I later answered a post by someone who had
gone to the area's high school, the since-closed Springfield Gardens High
School, at this moment in time. He told me it was pretty intense at the school.
Here is my reply:
"I can imagine, it was probably more
intense there than it was at I.S. 72 ... although it was pretty hot there too.
If you remember, the press pretty much overlooked the Jackson State incident,
deciding to focus on Kent State. This got a lot of people upset, and I think
that to quell any possible 'negative' actions directed at I.S. 72 (which was a
flashpoint in the community as it was), they just closed us down for the day.
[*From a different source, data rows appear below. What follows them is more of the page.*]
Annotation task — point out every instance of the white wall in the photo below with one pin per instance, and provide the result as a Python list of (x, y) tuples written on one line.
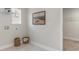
[(49, 34), (71, 23), (7, 36)]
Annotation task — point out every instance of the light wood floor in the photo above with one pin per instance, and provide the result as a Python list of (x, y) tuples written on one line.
[(70, 45), (26, 47)]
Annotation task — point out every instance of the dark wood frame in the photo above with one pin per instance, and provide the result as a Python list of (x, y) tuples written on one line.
[(37, 13)]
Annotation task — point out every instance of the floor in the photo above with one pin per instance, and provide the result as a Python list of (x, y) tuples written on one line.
[(25, 47), (70, 45)]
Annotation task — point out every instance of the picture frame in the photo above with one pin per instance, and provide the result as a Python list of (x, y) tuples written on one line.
[(39, 18), (25, 40)]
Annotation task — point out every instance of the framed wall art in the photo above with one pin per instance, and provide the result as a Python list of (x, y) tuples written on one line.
[(39, 18)]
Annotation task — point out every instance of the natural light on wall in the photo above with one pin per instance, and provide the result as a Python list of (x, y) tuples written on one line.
[(16, 15)]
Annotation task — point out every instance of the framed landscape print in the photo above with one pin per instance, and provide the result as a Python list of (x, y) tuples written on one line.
[(38, 18)]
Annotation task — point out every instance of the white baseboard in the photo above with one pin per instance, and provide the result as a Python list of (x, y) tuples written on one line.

The P.S. to the story is that I was very
sick in the week leading up to my bar mitzvah. By that Friday, I had 105
temperature (no exaggeration) and I almost had to do my haftorah at home in
bed.
On May 8, I watched the Knicks on the
Connecticut ABC affiliate (WABC in New York carried the game on tape delay) win
the NBA championship, and I point to that game as the event that got me going
again.
I was still pretty sick the next day, but
I had my bar mitzvah in the temple. After it was all over, my health improved
tremendously. It was simply a bout of nerves, that is all it was.
So I just remember this whole period as
one revolving around my bar mitzvah. However, for most of our country, it had
other implications.
But I was a typical 13 year old kid, and I
thought the world revolved around me!"
Well, there you have it.
The memory still lingers, and while I am
not proud of it, it is a part of my growing up years that I will never forget.